Die Frage an die zuständige Bundesrätin in der Anhörung zum Geschäftsbericht lautete, wie der Bundesrat die bei den Kantonen und weiteren Akteuren aktuell sehr hohe Motivation weitertragen könne und ob diese Akteure gut eingebunden würden. Bundesrätin Elisabeth Baume-Schneider betonte in ihren Ausführungen die massgebliche Rolle der Motivation und Einbindung aller Akteure bei Digisanté für den Erfolg dieses wichtigen Projekts. Sie machte deutlich, dass trotz der im Schweizer Gesundheitswesen vorhandenen Programme die Digitalisierung noch bedeutende Lücken aufweise und die Herausforderung darin bestehe, diese Programme zu koordinieren und eine einheitliche technische Sprache zu etablieren, um den Informationsaustausch zu verbessern und Effizienzprobleme zu überwinden. Angesichts dieser grossen Herausforderungen habe der Bundesrat das Digisanté-Programm und die Weiterentwicklung der elektronischen Patientenakte als entscheidende Schritte zur Bewältigung dieser Probleme identifiziert. Auch hob die Frau Bundesrätin die Notwendigkeit hervor, dass alle beteiligten Parteien, insbesondere die Kantone und andere relevante Partner, eng zusammenarbeiten, um sicherzustellen, dass die Motivation und die Beteiligung aufrechterhalten werden können. Sie betonte schlussendlich, dass die enge Zusammenarbeit und das Vertrauen zwischen Bund, Kantonen und anderen[NB]Akteuren[NB]entscheidend[NB]sei, um die Herausforderungen der Digitalisierung im Gesundheitswesen erfolgreich zu bewältigen.

Ich komme zum zweiten Bericht der Subkommission EDI/UVEK. Darin geht es um die Frage der Zielkonflikte im UVEK. Die Frage nach dem Umgang mit Zielkonflikten im UVEK ist von grosser Bedeutung für die Entwicklung einer nachhaltigen nationalen Infrastruktur und Raumplanung in der Schweiz. Angesichts der Gegebenheiten unseres Landes, der grossen, reichhaltigen Infrastruktur, der begrenzten Flächen und auch der hohen Ansprüche an den Natur- und Landschaftsschutz ist es wichtig, dass wir diese Zielkonflikte effektiv adressieren. Die Subkommission betrachtet den Umgang mit Zielkonflikten als zentrales Thema, da er direkte Auswirkungen auf die langfristige Entwicklung und den nachhaltigen Umgang mit unseren Ressourcen hat.
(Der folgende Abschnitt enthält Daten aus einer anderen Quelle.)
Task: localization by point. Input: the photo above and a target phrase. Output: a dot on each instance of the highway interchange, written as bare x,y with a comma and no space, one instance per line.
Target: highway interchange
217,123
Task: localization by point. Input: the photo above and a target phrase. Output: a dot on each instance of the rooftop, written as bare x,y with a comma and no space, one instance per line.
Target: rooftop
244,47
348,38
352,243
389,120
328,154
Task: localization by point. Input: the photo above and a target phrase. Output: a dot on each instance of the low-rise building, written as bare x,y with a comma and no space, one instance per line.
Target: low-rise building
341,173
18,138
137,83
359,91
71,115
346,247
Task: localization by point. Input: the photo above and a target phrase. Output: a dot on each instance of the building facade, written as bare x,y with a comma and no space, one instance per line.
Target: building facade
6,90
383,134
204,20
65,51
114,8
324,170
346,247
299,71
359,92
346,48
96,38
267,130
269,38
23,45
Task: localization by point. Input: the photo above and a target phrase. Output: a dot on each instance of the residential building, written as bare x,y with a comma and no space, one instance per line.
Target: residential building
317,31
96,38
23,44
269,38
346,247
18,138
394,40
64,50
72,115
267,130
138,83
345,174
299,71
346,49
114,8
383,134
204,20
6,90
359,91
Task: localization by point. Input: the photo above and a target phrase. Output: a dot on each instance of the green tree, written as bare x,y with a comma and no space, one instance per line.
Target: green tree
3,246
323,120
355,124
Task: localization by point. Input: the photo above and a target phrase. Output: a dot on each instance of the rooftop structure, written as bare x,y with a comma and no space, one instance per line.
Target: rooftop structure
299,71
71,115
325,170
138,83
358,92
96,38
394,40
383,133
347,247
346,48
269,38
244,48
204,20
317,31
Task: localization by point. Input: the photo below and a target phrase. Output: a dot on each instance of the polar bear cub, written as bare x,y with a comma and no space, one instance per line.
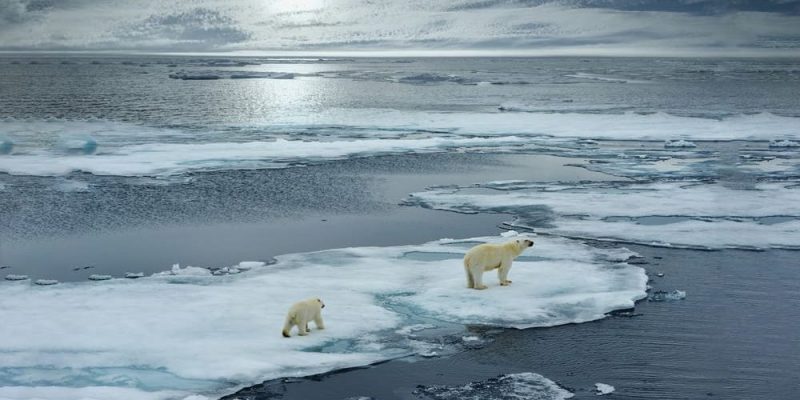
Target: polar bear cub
301,313
489,256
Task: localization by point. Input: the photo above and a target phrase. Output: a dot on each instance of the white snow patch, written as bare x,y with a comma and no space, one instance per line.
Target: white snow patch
691,213
155,337
679,144
783,143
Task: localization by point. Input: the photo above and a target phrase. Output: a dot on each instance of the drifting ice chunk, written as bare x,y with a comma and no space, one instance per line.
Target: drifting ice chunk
248,265
194,77
661,295
783,143
679,144
78,145
603,389
526,385
6,146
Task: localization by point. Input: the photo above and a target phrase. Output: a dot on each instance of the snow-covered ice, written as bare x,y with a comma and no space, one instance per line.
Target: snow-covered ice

Dabei ist es von besonderer Bedeutung, dass die verschiedenen Interessen und Anliegen aller beteiligten Akteure angemessen berücksichtigt werden.
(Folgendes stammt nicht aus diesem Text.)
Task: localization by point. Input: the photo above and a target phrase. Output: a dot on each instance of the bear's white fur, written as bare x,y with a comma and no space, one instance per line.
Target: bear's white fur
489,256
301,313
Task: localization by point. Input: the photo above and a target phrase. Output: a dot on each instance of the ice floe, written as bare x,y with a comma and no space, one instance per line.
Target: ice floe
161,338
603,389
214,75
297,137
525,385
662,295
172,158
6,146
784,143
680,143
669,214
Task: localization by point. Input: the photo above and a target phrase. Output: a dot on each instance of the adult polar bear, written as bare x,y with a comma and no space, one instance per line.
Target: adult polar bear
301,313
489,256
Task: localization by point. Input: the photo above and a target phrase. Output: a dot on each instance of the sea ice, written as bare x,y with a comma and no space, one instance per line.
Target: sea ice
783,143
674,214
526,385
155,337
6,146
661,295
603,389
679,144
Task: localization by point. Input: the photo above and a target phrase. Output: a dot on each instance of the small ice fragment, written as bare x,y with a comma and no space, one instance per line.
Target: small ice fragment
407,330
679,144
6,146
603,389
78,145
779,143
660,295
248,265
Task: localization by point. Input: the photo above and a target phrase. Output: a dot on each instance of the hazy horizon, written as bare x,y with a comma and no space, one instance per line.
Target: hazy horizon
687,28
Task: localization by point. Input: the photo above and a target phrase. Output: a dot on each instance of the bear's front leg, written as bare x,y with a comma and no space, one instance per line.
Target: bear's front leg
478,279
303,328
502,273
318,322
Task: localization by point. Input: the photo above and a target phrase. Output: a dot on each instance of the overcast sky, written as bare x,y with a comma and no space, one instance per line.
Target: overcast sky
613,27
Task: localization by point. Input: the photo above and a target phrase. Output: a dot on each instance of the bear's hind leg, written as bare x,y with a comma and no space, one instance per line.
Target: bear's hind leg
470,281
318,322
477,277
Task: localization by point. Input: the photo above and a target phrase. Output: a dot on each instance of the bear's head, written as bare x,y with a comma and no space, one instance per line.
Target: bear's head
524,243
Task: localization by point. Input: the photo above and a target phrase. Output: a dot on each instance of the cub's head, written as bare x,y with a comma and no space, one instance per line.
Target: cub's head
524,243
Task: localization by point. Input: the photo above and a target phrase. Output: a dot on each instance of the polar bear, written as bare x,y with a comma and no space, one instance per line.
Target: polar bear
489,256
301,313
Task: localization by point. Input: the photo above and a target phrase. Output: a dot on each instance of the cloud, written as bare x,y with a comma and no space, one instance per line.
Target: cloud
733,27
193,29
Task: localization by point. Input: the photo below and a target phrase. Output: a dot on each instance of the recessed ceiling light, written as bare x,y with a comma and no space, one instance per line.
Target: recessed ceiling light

In diesem Zusammenhang betonte Bundesrat Albert Rösti, der Vorsteher des UVEK, auch aus seiner Sicht die Relevanz dieser Zielkonflikte und versicherte, dass ihnen in seinem Departement angemessene Aufmerksamkeit geschenkt werde. Er sagte, dass in einem Land mit umfangreicher Infrastruktur, begrenzten Flächen und hohen Naturschutzansprüchen zwangsläufig Grenzen erreicht würden. Trotz dieser Herausforderungen hält er es für richtig, dass das Departement sowohl die Aspekte der Nutzung als auch die Aspekte des Schutzes unter einem Dach vereine. Diese Zusammenführung ermögliche es beispielsweise, Schutzbelange bei jedem Infrastrukturprojekt bereits intern zu berücksichtigen.

Auf Ebene des Departementes sei es letztendlich erforderlich, eine Abwägung zwischen Nutzen und Schutz zu machen, und dabei spielten die massgeblichen Beschlüsse des Parlamentes, die nun umgesetzt werden müssten, eine entscheidende Rolle. Er nannte als Beispiel das neue Raumplanungsgesetz, das weiterhin eine klare Trennung zwischen Siedlungsgebiet und Nichtbaugebiet vorsieht und gleichzeitig den spezifischen Anforderungen aus den Bereichen Landwirtschaft und Tourismus gerecht wird. Auch das[NB]Stromgesetz[NB]sei[NB]ein[NB]weiteres herausragendes Beispiel für [PAGE 481] einen solchen Kompromiss zwischen Nutzungs- und Schutzaspekten.

Weiter betonte Bundesrat Rösti, dass es ihm wichtig sei, vor Entscheidungen alle Meinungen anzuhören. Einer seiner wichtigsten Führungsgrundsätze bestehe darin, Differenzen zwischen Schutz und Nutzen transparent zu machen. Letztendlich liege die Entscheidbefugnis natürlich beim Departement oder beim Bundesrat.